Steve Inskeep will be undoubtedly familiar to NPR listeners. The host of Morning Edition, Inskeep has always been one of my favorite radio correspondents, mainly because he often punctuates stories with a wink, tacitly noting humor in various news items. His new book Instant City: Life and Death in Karachi investigates Karachi, Pakistan's largest city and—although no longer the capital in name—arguably the country's most important city, economically and culturally.

The Karachi of 1947 was roughly as populous as the Portland of 2011. The Karachi of 2011 is home to over 14 million. In the late 1990s, when I visited Pakistan, the city was impossibly suffocating. Though fascinated by its chaos, I believed then that there were several million people too many. Since then, five million people have moved in.

Into what, though? Most city dwellers occupy illegal (unapproved) housing. The demand for electricity and water leads to frequent out- ages. The population continues to grow because, despite the headaches, one can still earn more money in Karachi than in rural Pakistan.

I expected Instant City to be more statistical, outlining demographical information and future urban planning. Instead, the book is more a collection of oral histories.
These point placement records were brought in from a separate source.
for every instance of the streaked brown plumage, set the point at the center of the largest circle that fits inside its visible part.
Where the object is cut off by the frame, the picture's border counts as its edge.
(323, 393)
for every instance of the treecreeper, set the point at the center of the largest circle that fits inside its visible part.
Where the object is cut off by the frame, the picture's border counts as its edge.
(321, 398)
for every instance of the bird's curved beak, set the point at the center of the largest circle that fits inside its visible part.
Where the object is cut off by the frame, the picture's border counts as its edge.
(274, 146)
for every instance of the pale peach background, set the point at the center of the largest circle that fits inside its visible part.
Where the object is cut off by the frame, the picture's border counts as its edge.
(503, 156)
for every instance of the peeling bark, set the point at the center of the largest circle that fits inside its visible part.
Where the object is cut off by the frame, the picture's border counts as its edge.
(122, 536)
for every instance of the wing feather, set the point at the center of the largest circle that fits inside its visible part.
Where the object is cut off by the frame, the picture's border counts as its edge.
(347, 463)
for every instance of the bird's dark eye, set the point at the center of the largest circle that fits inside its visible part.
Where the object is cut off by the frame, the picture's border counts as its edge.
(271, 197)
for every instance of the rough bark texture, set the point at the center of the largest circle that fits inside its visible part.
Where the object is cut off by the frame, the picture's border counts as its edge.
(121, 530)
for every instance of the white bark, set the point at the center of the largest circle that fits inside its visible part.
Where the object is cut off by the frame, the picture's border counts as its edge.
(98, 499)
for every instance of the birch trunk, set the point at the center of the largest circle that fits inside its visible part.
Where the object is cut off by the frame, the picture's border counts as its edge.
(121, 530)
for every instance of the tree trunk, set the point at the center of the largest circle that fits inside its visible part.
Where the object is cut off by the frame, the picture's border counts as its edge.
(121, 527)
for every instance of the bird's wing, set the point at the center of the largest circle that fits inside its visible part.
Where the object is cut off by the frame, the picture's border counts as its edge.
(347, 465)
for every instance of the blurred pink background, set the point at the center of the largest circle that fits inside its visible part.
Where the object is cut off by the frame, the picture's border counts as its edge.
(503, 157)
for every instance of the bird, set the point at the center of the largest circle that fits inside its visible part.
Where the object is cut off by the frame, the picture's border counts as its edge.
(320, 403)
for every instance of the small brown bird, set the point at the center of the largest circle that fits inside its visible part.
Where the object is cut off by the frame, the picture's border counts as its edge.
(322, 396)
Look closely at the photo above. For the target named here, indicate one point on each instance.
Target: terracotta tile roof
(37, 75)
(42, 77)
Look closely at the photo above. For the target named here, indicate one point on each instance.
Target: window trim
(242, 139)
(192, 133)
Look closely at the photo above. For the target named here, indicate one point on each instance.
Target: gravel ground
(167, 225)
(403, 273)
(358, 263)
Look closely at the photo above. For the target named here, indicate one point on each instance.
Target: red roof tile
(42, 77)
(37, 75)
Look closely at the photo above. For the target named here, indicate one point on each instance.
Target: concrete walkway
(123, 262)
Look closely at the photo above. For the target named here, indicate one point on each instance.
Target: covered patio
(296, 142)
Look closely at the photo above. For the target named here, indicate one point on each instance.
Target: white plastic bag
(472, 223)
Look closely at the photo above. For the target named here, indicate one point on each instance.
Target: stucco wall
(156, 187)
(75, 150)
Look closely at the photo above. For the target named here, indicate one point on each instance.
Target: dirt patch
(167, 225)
Inskeep provides the context, but mainly he lets natives of Karachi recount the last half-century in the city. Citizens talk of the grand, mostly unrealized urban plans of the late 1950s and of the culturally prosperous 1970s (when Karachi was poised to become the "Paris on the Arabian Sea"); most of those interviewed claim that, despite those failures, they chose not to emigrate. City pride is crucial, yet insufficient, for civic prosperity, while the failure to embrace diversity—ethnic, religious, and philosophical—is the nail in any city's coffin.

Although these accounts are Karachi-specific, they apply to other mega-cities with similarly colossal growth: Lagos, Dhaka, Nairobi. Inskeep reminds us that Chicago in the 19th century was also an "instant city." Its growth was explosive, its ethnic divides seemingly unbridgeable, its population mostly immigrants. Whether Karachi will realize Chicago's grandeur isn't for the author to say. Like a good reporter, Inskeep avoids editorializing, but remains optimistic.